Jakarta – Direktorat Jenderal Peraturan Perundang-undangan (DJPP) melalui Direktorat Perancangan Peraturan Perundang-undangan kembali melanjutkan pembahasan dalam Rapat Panitia Antar Kementerian (PAK) Rancangan Peraturan Pemerintah (RPP) tentang Tata Cara Pelaksanaan Pidana dan Tindakan. Rapat yang berlangsung secara hibrid ini digelar di ruang rapat KUHP lantai 5, Gedung DJPP, Rabu (16/04) dan dibuka langsung oleh Direktur Jenderal Peraturan Perundang-undangan, Dhahana Putra.

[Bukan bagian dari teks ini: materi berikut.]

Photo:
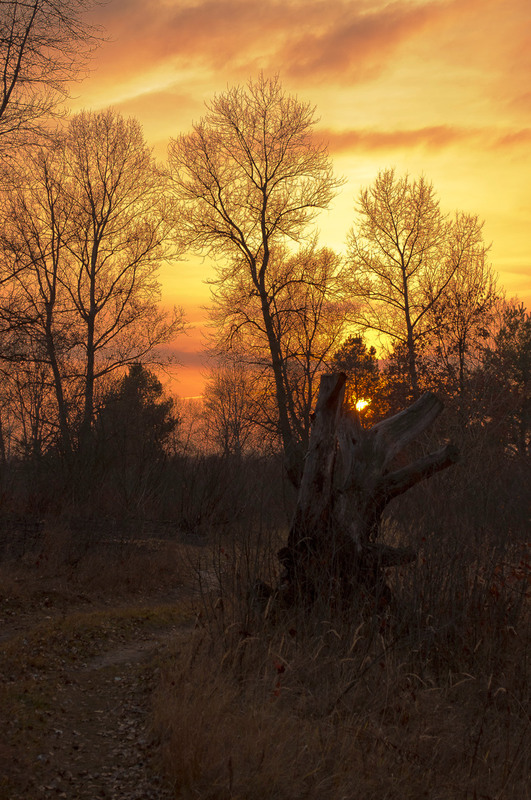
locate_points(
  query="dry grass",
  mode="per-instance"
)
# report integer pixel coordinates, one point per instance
(429, 700)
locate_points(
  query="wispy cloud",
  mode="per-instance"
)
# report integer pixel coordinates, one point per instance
(435, 137)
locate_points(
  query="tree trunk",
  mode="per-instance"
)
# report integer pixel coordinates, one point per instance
(332, 552)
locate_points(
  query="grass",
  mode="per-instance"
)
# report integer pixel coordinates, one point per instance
(429, 699)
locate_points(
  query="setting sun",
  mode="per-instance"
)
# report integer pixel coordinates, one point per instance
(430, 88)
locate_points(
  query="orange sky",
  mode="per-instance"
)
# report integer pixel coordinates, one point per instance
(434, 87)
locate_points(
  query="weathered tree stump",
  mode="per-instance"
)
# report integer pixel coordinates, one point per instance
(347, 481)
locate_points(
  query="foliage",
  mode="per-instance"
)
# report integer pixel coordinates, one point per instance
(404, 254)
(85, 231)
(43, 45)
(249, 178)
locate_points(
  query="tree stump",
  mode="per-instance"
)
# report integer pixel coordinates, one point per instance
(347, 481)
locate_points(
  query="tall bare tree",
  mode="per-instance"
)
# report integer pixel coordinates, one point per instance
(250, 176)
(44, 44)
(404, 253)
(460, 323)
(84, 235)
(308, 316)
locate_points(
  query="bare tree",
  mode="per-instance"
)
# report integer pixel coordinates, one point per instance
(84, 236)
(308, 316)
(250, 177)
(229, 408)
(404, 253)
(460, 322)
(44, 44)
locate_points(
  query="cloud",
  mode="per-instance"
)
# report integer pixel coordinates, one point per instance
(311, 39)
(435, 137)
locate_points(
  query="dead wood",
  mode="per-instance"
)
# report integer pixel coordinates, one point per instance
(346, 484)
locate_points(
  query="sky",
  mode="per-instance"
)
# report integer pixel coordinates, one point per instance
(440, 88)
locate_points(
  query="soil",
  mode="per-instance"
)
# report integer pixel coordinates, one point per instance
(77, 676)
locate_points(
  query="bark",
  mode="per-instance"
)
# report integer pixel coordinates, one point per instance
(332, 552)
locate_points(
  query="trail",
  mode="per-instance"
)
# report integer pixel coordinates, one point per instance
(90, 737)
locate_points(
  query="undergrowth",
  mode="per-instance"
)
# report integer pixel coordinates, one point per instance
(426, 699)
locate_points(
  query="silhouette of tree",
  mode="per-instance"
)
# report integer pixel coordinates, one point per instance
(308, 316)
(360, 365)
(404, 253)
(248, 178)
(44, 44)
(508, 374)
(230, 407)
(85, 232)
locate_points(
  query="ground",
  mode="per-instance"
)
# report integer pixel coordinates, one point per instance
(77, 670)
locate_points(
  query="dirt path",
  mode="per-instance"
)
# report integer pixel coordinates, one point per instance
(77, 703)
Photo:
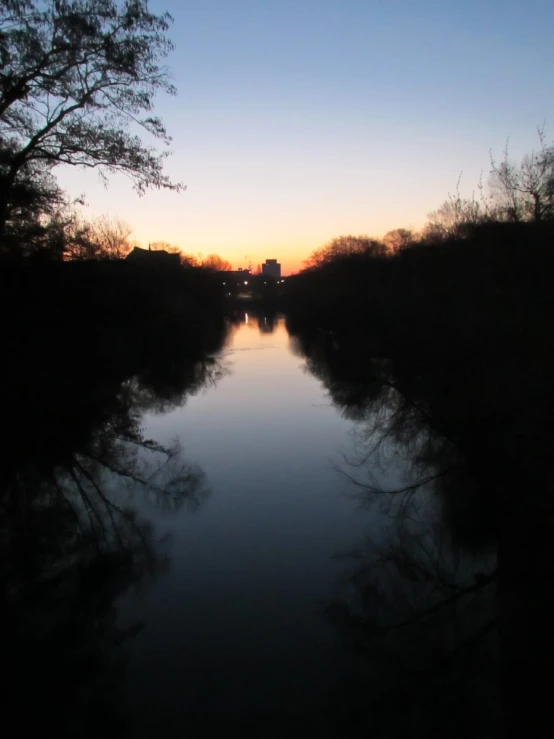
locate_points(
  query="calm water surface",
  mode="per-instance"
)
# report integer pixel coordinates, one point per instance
(233, 631)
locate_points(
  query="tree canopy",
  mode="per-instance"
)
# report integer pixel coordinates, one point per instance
(345, 246)
(78, 80)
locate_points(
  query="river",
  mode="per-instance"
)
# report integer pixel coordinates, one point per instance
(234, 631)
(195, 541)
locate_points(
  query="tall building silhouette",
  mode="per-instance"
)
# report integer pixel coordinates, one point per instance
(271, 268)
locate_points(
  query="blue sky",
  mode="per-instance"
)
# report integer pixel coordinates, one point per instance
(297, 121)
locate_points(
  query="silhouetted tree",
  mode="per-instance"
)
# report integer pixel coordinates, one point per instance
(216, 263)
(346, 246)
(398, 238)
(77, 78)
(525, 191)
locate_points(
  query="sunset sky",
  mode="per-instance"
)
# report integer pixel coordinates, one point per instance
(300, 120)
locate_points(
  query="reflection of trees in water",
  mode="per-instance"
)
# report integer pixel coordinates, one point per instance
(72, 542)
(264, 321)
(420, 593)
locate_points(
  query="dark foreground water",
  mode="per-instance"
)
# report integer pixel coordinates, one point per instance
(202, 546)
(234, 631)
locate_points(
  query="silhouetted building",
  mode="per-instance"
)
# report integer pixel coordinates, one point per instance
(271, 268)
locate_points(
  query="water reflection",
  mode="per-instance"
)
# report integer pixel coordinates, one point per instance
(72, 541)
(420, 603)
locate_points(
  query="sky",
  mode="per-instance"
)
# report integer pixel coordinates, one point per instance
(297, 121)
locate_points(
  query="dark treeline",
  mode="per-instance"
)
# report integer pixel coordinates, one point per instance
(76, 466)
(442, 347)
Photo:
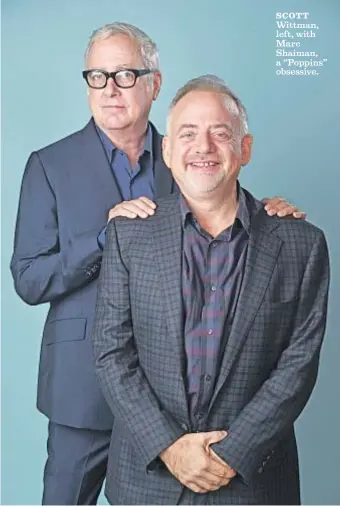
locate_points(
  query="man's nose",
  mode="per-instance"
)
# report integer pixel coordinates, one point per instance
(204, 143)
(111, 89)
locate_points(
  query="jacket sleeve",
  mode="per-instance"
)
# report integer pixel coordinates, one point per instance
(263, 422)
(124, 384)
(43, 270)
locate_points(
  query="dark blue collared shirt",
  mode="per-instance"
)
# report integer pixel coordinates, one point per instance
(133, 182)
(211, 280)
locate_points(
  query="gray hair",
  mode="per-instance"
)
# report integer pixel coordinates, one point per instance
(148, 48)
(210, 82)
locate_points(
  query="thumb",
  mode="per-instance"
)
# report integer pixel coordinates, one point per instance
(214, 436)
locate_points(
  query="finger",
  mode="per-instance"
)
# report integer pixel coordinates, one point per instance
(148, 202)
(282, 208)
(139, 210)
(272, 202)
(215, 436)
(299, 215)
(138, 206)
(201, 486)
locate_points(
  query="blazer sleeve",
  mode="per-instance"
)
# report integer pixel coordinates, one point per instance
(130, 396)
(43, 270)
(259, 427)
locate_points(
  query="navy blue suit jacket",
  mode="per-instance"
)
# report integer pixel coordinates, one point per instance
(67, 191)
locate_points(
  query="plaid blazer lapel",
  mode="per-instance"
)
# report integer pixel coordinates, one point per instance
(167, 247)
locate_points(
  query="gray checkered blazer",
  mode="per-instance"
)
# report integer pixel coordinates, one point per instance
(268, 370)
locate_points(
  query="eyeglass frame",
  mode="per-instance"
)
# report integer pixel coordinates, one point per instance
(136, 72)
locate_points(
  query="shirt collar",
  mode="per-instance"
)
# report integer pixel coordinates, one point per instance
(242, 214)
(110, 147)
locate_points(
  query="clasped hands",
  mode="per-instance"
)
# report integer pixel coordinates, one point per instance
(191, 460)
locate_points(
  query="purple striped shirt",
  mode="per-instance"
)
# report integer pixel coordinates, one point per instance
(211, 280)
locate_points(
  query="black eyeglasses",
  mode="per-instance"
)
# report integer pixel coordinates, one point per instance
(124, 78)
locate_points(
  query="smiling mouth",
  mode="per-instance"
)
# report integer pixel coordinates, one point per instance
(201, 165)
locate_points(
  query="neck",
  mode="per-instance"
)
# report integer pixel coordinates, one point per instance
(131, 141)
(217, 210)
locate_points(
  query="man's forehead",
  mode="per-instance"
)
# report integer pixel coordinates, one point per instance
(197, 111)
(118, 46)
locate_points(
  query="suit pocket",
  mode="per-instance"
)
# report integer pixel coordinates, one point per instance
(69, 329)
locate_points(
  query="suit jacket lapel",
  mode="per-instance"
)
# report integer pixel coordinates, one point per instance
(167, 247)
(263, 251)
(163, 176)
(99, 172)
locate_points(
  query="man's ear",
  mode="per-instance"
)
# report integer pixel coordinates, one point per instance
(166, 150)
(157, 83)
(246, 146)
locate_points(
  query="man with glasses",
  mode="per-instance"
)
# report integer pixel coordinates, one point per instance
(113, 167)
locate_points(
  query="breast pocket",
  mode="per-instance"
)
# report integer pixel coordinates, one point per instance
(68, 329)
(277, 316)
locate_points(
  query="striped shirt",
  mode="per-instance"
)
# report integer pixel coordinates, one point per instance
(211, 280)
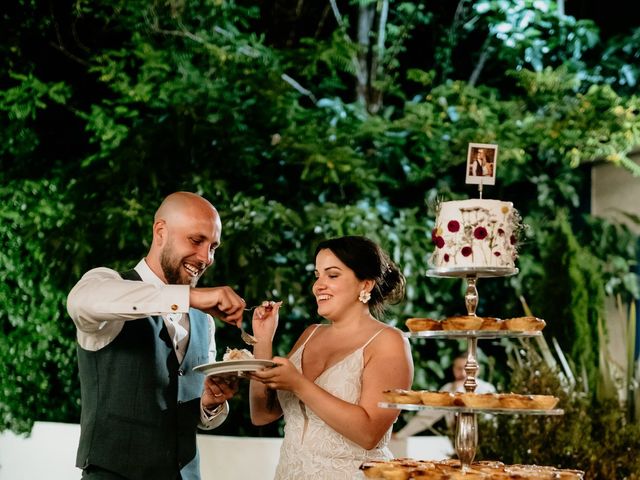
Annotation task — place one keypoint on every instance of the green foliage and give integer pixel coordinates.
(38, 347)
(573, 297)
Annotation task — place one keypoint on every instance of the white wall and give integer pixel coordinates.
(49, 453)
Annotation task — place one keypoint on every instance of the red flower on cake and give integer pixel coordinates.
(453, 226)
(480, 233)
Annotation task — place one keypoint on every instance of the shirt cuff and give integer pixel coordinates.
(210, 419)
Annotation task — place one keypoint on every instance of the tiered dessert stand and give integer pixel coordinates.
(466, 437)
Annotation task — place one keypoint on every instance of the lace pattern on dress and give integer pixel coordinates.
(311, 450)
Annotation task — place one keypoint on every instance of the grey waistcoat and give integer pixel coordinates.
(140, 409)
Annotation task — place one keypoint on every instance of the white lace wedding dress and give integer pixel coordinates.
(311, 450)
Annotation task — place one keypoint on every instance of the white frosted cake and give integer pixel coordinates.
(475, 233)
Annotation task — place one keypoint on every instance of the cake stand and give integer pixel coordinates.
(466, 436)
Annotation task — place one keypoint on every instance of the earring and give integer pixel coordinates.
(364, 296)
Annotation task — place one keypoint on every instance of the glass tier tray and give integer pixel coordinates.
(484, 272)
(509, 411)
(471, 333)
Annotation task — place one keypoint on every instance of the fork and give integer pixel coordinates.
(247, 337)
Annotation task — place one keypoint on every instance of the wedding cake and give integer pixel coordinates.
(475, 233)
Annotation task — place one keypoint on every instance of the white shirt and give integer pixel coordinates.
(102, 301)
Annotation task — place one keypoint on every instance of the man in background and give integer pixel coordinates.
(425, 419)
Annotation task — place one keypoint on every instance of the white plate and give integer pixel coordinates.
(233, 367)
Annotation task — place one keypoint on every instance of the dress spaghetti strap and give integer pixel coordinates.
(371, 339)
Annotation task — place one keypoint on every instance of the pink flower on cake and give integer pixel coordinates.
(480, 233)
(453, 226)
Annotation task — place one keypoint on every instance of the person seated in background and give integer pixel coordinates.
(329, 386)
(425, 419)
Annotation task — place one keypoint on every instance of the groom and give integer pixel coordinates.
(140, 333)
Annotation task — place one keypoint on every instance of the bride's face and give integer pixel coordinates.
(336, 287)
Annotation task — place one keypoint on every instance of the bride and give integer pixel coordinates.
(329, 386)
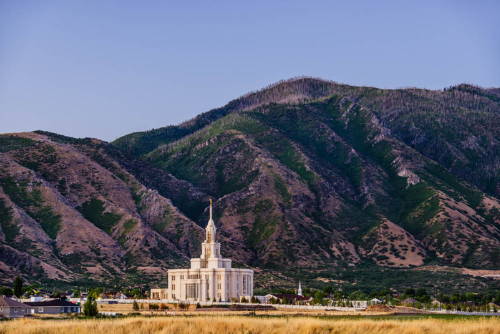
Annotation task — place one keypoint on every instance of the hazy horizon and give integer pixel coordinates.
(92, 69)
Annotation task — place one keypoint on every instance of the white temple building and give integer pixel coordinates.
(210, 277)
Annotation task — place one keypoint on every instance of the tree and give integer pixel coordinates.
(18, 287)
(6, 291)
(90, 306)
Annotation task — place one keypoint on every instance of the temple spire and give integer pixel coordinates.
(210, 209)
(210, 229)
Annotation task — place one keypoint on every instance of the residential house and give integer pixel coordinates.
(10, 308)
(54, 306)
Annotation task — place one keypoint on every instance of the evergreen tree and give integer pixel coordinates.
(18, 287)
(90, 307)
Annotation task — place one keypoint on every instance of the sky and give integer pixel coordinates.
(103, 69)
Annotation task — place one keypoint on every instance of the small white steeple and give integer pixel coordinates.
(210, 229)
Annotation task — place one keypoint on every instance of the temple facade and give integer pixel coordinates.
(210, 277)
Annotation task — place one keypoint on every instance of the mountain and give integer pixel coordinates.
(310, 178)
(69, 212)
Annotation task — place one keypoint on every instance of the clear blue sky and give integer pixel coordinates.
(106, 68)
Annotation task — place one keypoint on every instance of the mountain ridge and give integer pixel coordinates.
(305, 174)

Turut hadir dalam rapat ini, Direktur Perancangan Peraturan Perundang-undangan, Roberia, bersama perwakilan dari berbagai kementerian dan lembaga strategis yang hadir secara daring maupun luring. Di antaranya adalah Mahkamah Agung, Kejaksaan Republik Indonesia, Kepolisian Negara Republik Indonesia, Kementerian Koordinator Bidang Politik dan Keamanan, Kementerian Hukum, HAM, Imigrasi, dan Pemasyarakatan, serta Kementerian Sosial, Kesehatan, Pendidikan, Pertahanan, dan lain-lain.
Sejumlah tenaga ahli turut memperkaya diskusi, seperti Harkristuti Harkrisnowo, Pujiyono, Albert Aries, Ajeng Gandini Kamilah, dan Ove Syaifudin, yang memberikan perspektif akademik dan praktis terhadap materi pembahasan.
Agenda utama dalam rapat kali ini adalah melanjutkan pembahasan pasal demi pasal terkait Pidana Pengawasan. Jenis pidana ini dapat dijatuhkan kepada terdakwa yang melakukan tindak pidana dengan ancaman penjara paling lama lima tahun, dengan mempertimbangkan tujuan dan pedoman pemidanaan secara komprehensif.
Dalam pembahasannya, disorot pula pentingnya pengaturan rinci dalam putusan pengadilan yang menjatuhkan pidana pengawasan. Putusan tersebut minimal harus memuat jangka waktu pidana pengawasan, syarat umum dan khusus yang harus dipatuhi terpidana, serta konsekuensi hukum jika syarat dilanggar. Hakim juga wajib menetapkan ketentuan mengenai pidana penjara pengganti jika terjadi pelanggaran terhadap syarat yang ditentukan. Selain itu, terpidana diwajibkan untuk memberitahukan kepada Jaksa apabila akan pindah domisili atau lokasi pembimbingan.
Pembahasan ini menjadi bagian penting dari proses harmonisasi pelaksanaan Kitab Undang-Undang Hukum Pidana (KUHP) nasional yang baru, seiring dengan semangat reformasi hukum pidana di Indonesia yang lebih humanis, responsif, dan proporsional.